The trailing fin is just a little bit smaller than the leading fins, allowing for a looser ride than if they were all the same size. The idea is to loosen the board up with that smaller trailer while keeping tons of drive with the leading fins.
The WCT’s are not forgiving in mushy conditions, because the fins don’t release to slide easily. I like to use them when the surf is wedging, juicy and hollow, because they hold, and generate speed quickly. They are not great for point breaks because they have little rake. Wouldn’t get these fins if you primarily surf a point or any wave where you do long arching turns.
Jamie O’Brien gave me his set on Tavarua. He laughed at them when Rusty gave the fins to him, because the WCT (World Championship Tour) and Jamie don’t exactly have great history together, so he handed them off to me.
The template looks almost identical to the old Kelly Slater signature fin that FCS makes.
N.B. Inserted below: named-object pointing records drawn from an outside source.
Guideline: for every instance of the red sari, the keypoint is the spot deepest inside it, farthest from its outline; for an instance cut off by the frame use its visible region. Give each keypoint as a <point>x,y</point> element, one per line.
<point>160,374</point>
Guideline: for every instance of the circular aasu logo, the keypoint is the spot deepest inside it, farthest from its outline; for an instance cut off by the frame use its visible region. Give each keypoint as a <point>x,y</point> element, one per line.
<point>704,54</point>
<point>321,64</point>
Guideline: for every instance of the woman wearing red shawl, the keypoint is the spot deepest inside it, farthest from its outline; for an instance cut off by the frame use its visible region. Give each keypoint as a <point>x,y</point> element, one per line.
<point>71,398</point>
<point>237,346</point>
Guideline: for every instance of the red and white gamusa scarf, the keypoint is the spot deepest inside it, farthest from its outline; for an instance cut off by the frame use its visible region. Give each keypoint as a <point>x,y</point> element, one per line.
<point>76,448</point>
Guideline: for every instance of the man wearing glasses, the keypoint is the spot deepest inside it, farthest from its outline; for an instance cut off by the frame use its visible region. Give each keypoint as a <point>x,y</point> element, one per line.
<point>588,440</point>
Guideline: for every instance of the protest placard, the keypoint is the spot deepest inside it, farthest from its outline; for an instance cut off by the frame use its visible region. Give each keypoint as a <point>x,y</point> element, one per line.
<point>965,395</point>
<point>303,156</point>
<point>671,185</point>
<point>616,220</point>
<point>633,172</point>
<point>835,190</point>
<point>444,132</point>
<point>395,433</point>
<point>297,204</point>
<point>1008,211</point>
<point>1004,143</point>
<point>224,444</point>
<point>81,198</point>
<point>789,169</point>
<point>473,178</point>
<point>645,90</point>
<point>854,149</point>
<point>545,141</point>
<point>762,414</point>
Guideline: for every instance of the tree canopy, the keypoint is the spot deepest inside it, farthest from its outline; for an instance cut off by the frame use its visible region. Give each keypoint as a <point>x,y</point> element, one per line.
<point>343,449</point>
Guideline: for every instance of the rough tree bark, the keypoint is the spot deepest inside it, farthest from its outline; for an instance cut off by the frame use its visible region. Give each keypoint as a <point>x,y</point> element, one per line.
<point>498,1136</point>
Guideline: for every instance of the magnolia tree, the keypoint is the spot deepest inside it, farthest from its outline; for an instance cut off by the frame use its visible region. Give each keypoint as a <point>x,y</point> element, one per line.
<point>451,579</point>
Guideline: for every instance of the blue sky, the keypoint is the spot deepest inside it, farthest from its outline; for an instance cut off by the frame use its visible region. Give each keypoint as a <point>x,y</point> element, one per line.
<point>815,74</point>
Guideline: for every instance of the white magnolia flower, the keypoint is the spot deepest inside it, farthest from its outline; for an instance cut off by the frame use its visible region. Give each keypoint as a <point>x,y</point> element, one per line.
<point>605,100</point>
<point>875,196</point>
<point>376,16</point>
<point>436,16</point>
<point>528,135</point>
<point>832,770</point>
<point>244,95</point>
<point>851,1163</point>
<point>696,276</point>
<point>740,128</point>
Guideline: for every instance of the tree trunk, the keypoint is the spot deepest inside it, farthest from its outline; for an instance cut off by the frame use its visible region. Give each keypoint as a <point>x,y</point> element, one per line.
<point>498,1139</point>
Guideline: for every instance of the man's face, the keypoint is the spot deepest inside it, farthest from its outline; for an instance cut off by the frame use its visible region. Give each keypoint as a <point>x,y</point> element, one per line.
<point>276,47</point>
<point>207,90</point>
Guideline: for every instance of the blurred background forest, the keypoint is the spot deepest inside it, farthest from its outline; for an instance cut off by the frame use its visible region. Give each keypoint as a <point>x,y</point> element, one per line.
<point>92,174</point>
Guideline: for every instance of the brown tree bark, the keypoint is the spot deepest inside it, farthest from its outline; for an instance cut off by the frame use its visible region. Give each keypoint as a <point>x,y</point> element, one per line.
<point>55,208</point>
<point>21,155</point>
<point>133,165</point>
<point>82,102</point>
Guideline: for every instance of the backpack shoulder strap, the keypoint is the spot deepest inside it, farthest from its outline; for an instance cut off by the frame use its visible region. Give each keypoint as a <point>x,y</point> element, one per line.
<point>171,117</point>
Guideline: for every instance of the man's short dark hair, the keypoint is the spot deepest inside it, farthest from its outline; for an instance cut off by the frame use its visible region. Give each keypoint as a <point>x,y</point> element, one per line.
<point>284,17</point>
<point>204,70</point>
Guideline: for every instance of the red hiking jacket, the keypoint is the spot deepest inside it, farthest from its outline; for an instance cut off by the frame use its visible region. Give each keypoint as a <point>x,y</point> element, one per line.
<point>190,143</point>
I own that FCS Slater fin and they ride pretty much the same. They are designed for really powerful turns in the most critical part of the wave. You can go as hard on rail as you want with these fins.
They are single foil, so they slingshot off the bottom, and feel solid and consistent through every turn in the pocket of critical waves.
The sets are tri-fin configurations and come in fiberglass, honeycomb, and a resin-honeycomb combo. I like riding solid fiberglass fins, like the fins in the pictures. They are a bit heavier than the others, but feel really solid. If you’re riding them in good waves, the little extra weight will help you keep a rail in the water.
If you’re a light person, and typically surf smaller waves, you may want to get the honeycomb template.